The Imagining Heart

This was my second unsuccessful commercial venture. Really, I just wanted an opportunity to study depth psychology and imaginal practices. Which I still did.

Let’s look at some insights and applications from that process.

Jung’s work is rich in insight. Even if you don’t take seriously his more metaphysical conclusions, given a lifetime of working with dreams, one might naturally notice some interesting patterns.

One such pattern is the balancing function of the unconscious. By exploring the architecture of your personal dreams, one can find things they already know. A more secular way of expressing the same statement is that an unmet need is known to the unconscious before it is known consciously, and metaphor is the bridge between the two.

Doing dream work with a client, we found a balancing function. When he dreamt of women, which was rare, they would be kind and gentle; loving and fair. He himself was harsh towards himself. Do you see that something from inside of himself was offering balance, and all he had to do was look and listen?

What you need can be found through introspection. This insight into the balancing function of the self doesn’t need to challenge the paradigm of scientific health optimisation a la Huberman. Whilst the two worldviews can co-exist, the recognition of the value of dream, mystery and the unknown is often triggering to hear for scientific rationalist purists.

Ironically, it is exactly this ardent belief in the exclusivity of science that has born our modern world into being. When we hold its truth in our heart, we bring it bear on the world. Careful what you wish for.

Himma is the name of this “bringing to bear” concept, first described by the Islamic scholar Henry Corbin, and later by third generation Jungian Psychologist James Hillman.

For Hillman, the attitude of the heart is the center of our world. In this book, The Thought of the Heart, he describes a variety of heart postures; including the “anatomist’s heart” who first saw that the heart has two halves, and in doing so, created a divided world. He goes onto describe the Lion’s heart, for whom action, thought and feeling are one and the same. In this way, the Lion heart is “compulsive”, but powerful. Their behaviour is infused with the energy of their whole being.

As someone naturally much more in the analytic, “anatomist” attitude, this was highly insightful. This insight has opened many new ways to explore movement and psychology. Instead of constantly reflecting and dividing, what does it mean to trust in the immediate?

Can we allow ourselves to be impulsive? Can we trust our first thought? In the context of sports performance, our first impression is usually correct, and when we hesitate, our performance and decision making degrades.

This runs counter to the scientific psychology of Daniel Kahneman, which advocates doubt and hesitance as the primary engine of behaviour. Instead, becoming more “lionhearted” is to believe that “what you see is what there is”. This is something that can be practiced socially and in movement.

Furthermore, Himma may be explored through embodied imagination. Using the attitude of another person as an anchor to move through. This yields significant progress in movements like acrobatics, as it allows you to tap into the embodied experience and insight of another person, without having to learn these things intellectually.

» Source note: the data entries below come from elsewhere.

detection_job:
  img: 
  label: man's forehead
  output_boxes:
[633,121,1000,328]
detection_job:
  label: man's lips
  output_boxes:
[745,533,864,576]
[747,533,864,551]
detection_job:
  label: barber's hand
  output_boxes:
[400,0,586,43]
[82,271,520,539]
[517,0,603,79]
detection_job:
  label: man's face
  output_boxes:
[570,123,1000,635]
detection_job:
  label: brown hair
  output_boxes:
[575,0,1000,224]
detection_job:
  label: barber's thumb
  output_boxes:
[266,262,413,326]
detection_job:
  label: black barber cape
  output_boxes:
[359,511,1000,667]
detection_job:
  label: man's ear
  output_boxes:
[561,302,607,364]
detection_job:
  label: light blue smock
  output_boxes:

Lastly, during this research, I looked at some of Rudolf Steiner’s work, also titled the Thought of the Heart. Steiner’s work is a mixed bag for me, because one sentence will give you the most cutting insight into the ceiling of human development, and the next will talk about the lost civilisation of Atlantis, and the existence of gnomes.

What particularly stood out to me was Steiner’s work on Inspiration. He analogised the experience to its namesake: the inhalation. Before we inhale, we exhale; we empty. In the same way, to experience inspiration, one needs to diminish their own mental talk and mental image.

Steiner shares practices for this, which I have since shared in a workshop setting, which include the imagining of a flower growing from a seed and then withering away, followed by an abrupt stop in this activity. The point of this exercise is to experience the silence followed by the cessation of imagination. Personally, this skill of cessation has been helpful to me in getting to sleep, which I used to struggle with greatly.

In workshop settings, this work on inspiration has taken the shape of groups of two or three taking turns to move on a space, and seeing how tightly they can connect what they do to what the person has just done. Truly, the more empty one is of intention, the more satisfying is the experience of movement. What is interesting is how deep the connection between the partners feels after this experience, and furthermore, how long one could go on for with unlimited time.